NCC: What’s the burning man culture and how is it affecting nightlife? Are they commercializing?
Baker: This year, the burning man culture blew up big time and it finally had not only the bohemian "burners" but world traveling, big spending socialites. It's definitely a huge culture. It will be interesting to see how long it will take before the age-old feud between "commercial/non-commercial" argument arises. There are some great DJs and performers from the culture. Again, let's see how money and sponsorship affects everything. You are already starting to see die-hard burners like Robot Heart performing in Brooklyn etc.

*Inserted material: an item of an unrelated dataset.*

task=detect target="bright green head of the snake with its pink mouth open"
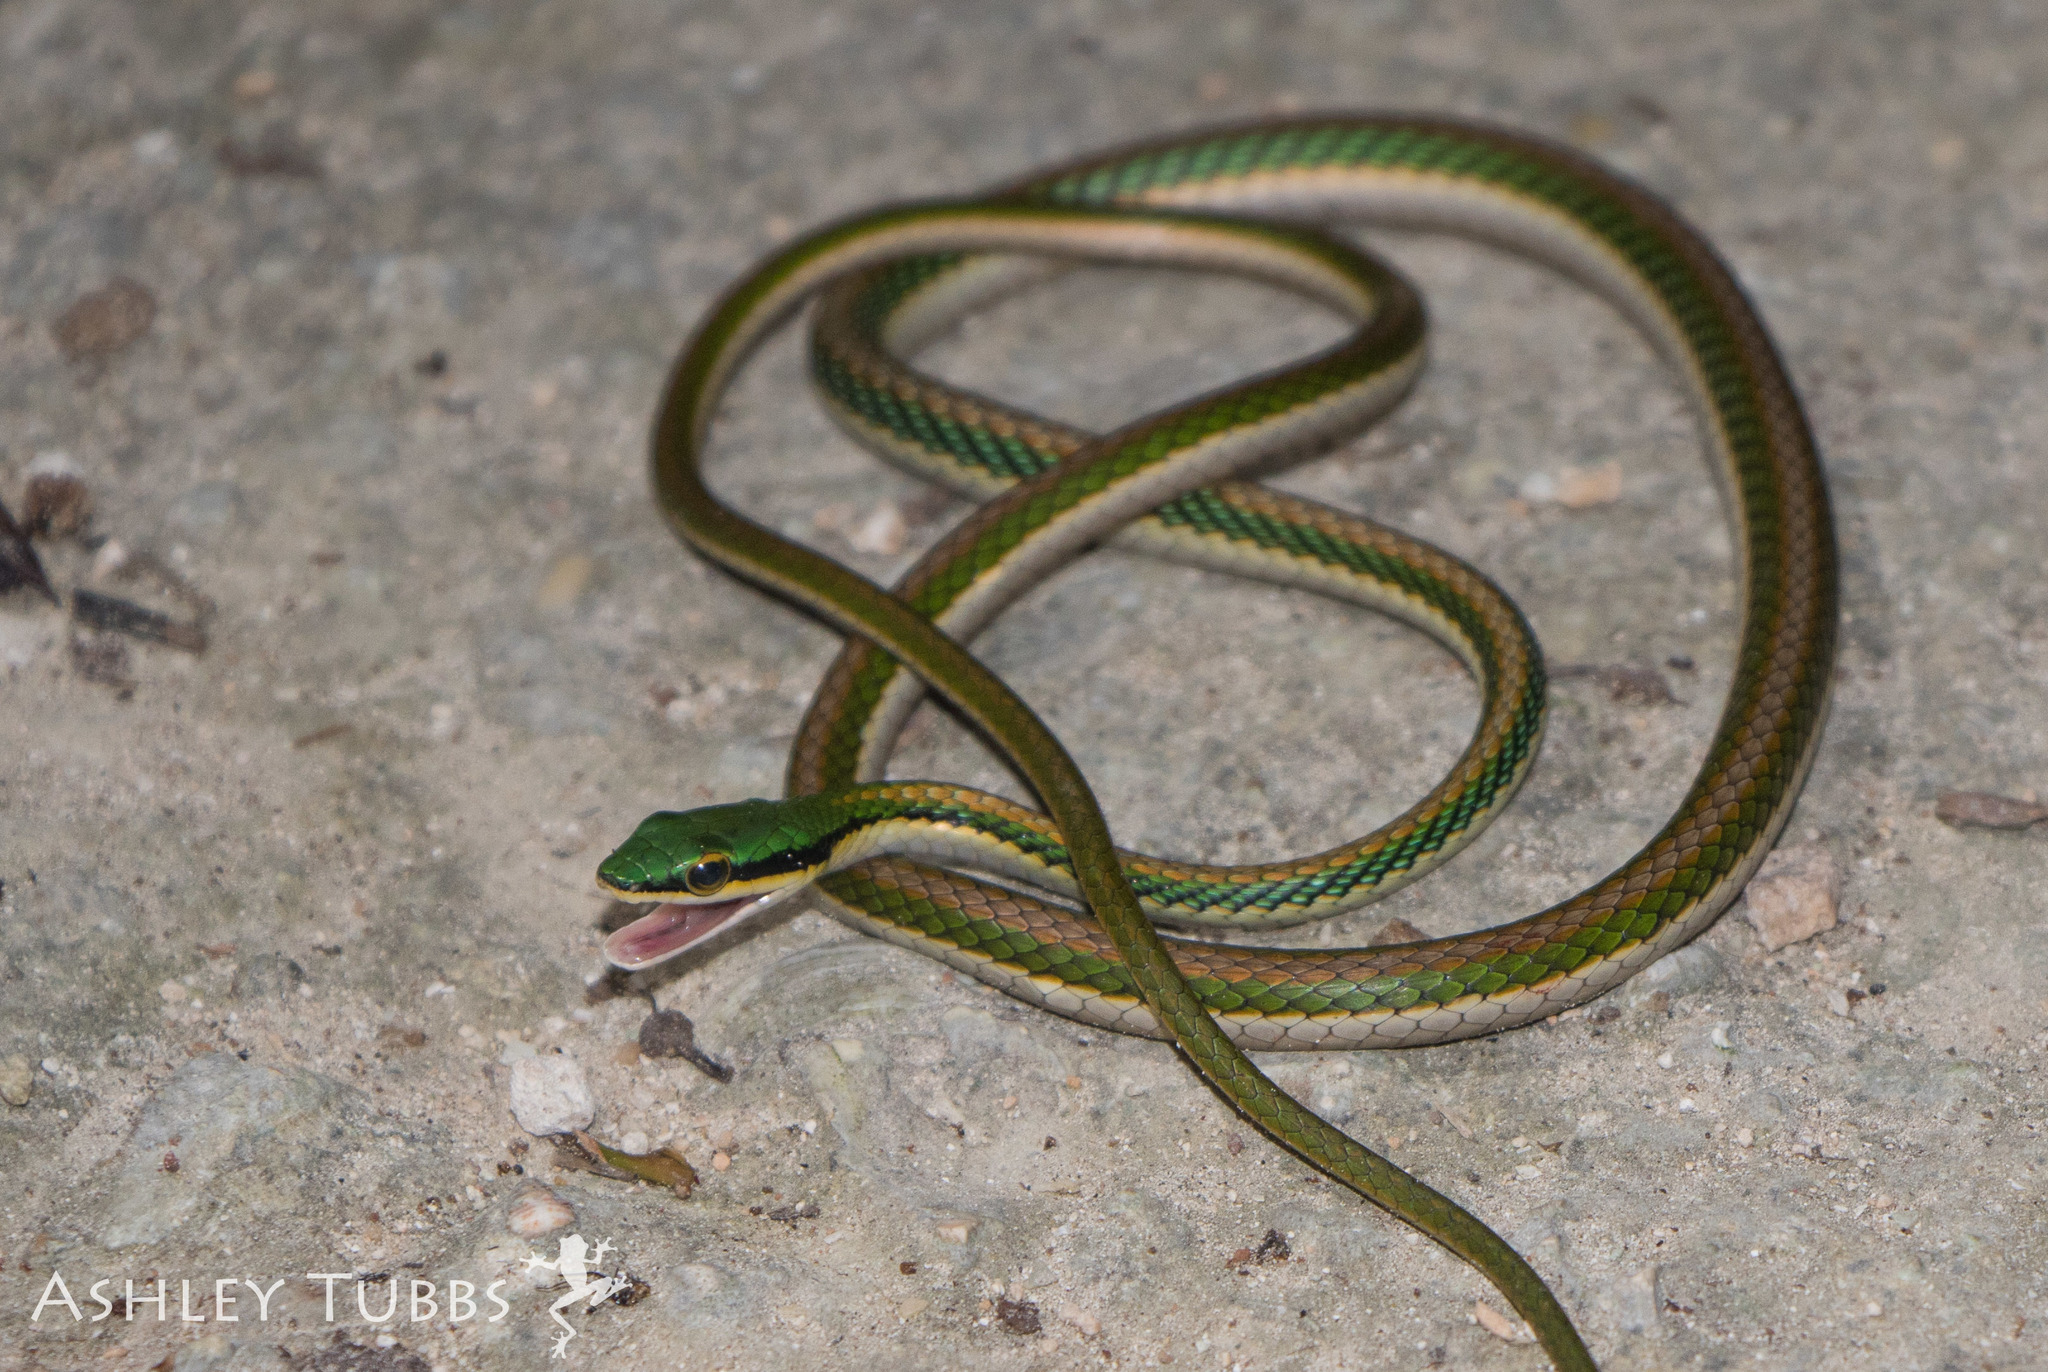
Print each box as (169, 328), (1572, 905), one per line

NCC: Who are your clients and are they repeat clientele?
Baker: Our clients come from all over the world and we've assembled a large team of producers/hosts from all walks of NY nightlife elite who bring their best to the table. Brasil, Russia, South America, Europe and Asia - a melting pot, just like New York.
NCC: How do you market in Times Square? The costs must be staggering.

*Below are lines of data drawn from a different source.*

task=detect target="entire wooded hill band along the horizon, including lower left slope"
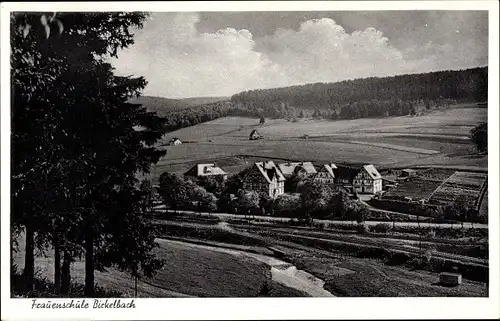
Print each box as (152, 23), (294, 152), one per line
(142, 67), (488, 131)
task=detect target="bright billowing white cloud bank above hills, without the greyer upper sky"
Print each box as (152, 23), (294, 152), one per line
(113, 13), (481, 97)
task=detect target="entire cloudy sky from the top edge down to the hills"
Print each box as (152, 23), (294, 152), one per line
(112, 11), (488, 98)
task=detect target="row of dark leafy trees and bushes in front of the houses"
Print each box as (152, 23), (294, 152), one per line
(157, 172), (369, 222)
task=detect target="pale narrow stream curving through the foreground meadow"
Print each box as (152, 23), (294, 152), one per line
(157, 239), (334, 297)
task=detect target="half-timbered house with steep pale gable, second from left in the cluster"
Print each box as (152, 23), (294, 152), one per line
(242, 161), (285, 198)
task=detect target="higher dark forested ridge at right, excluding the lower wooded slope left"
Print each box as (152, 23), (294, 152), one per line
(230, 67), (488, 119)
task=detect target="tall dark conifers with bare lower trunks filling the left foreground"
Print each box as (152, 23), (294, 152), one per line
(10, 12), (165, 297)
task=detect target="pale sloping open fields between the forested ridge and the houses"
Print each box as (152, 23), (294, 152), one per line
(152, 106), (487, 177)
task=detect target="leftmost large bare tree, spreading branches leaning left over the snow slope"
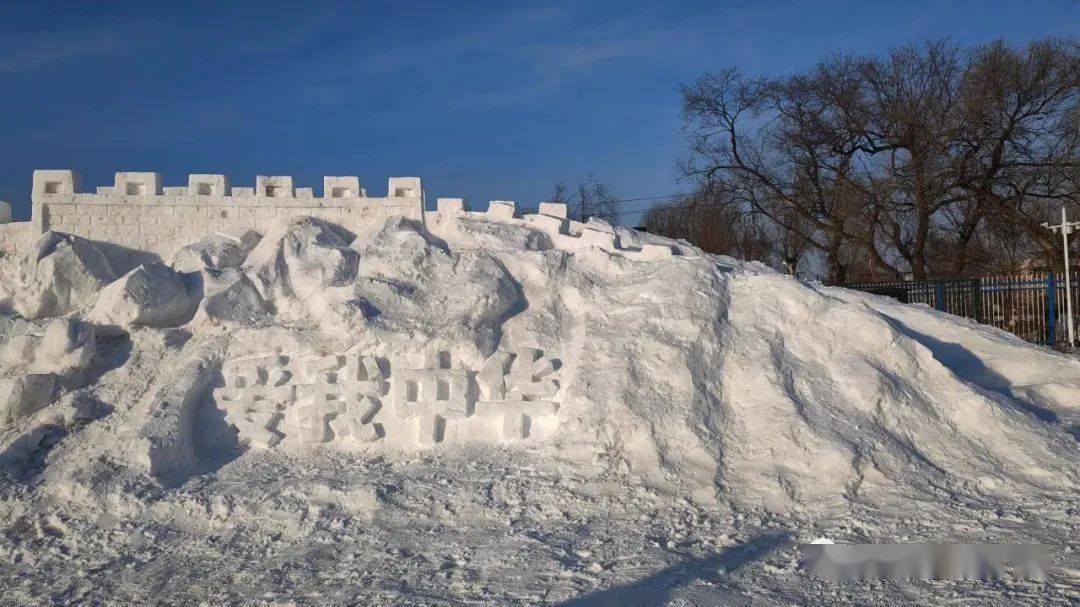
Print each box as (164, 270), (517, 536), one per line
(683, 58), (900, 282)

Baker: Yes, it's a big undertaking and a huge production, but I think people will appreciate the grandiosity of it all. After all, this is New York City and we are meant to be the greatest party city in the world, right? Go big or go home.
NCC: What are you doing with yourself besides this project?
Baker: Of course, the Double 7 is still the hot spot, and I spend a lot of time there, and producing D7 events worldwide in Cannes, Monaco, Paris, Montreal, etc. I've been really focusing on Asia recently and have some big news coming up which you of course will be the first to hear. I'm also heavily involved with the Juice Press, and Onebeat TV which you will be seeing in the near future. Life is hectic and wonderful, and very healthy. It gives me the energy to work a 20 hour day on a regular basis.
NCC: What other events have worked for you at the Liberty?
Baker: As you know, we opened the spectacular Liberty Theater last Halloween with the monster success of Gangs of New York. We were able to pull together the very best leaders in nightlife to work together, and the results speak for themselves. This past year, we have operated the Liberty as a special events venue hosting events including Victoria's Secret, Food and Wine, Dress to Kilt and many more. But at the same time throwing club-style events like Wonderland. As they were so successful, we are now about to launch a spectacular weekly event featuring Lucent Dossier and the word's top EDM DJs.
NCC: How are events are booked and marketed?
Baker: Our in-house corporate event director, William Curran, an event veteran, organizes all our corporate events. Our reputation is growing as the premier event space in New York. The venue is totally unique and beautiful, and has a great history. We have been getting a lot of press.
NCC: How does it operate as an events space?
Baker: The venue has three main areas - the front restaurant, the main room and the raised staged area. We are able to host events from 50-1500 people. It's a very flexible space.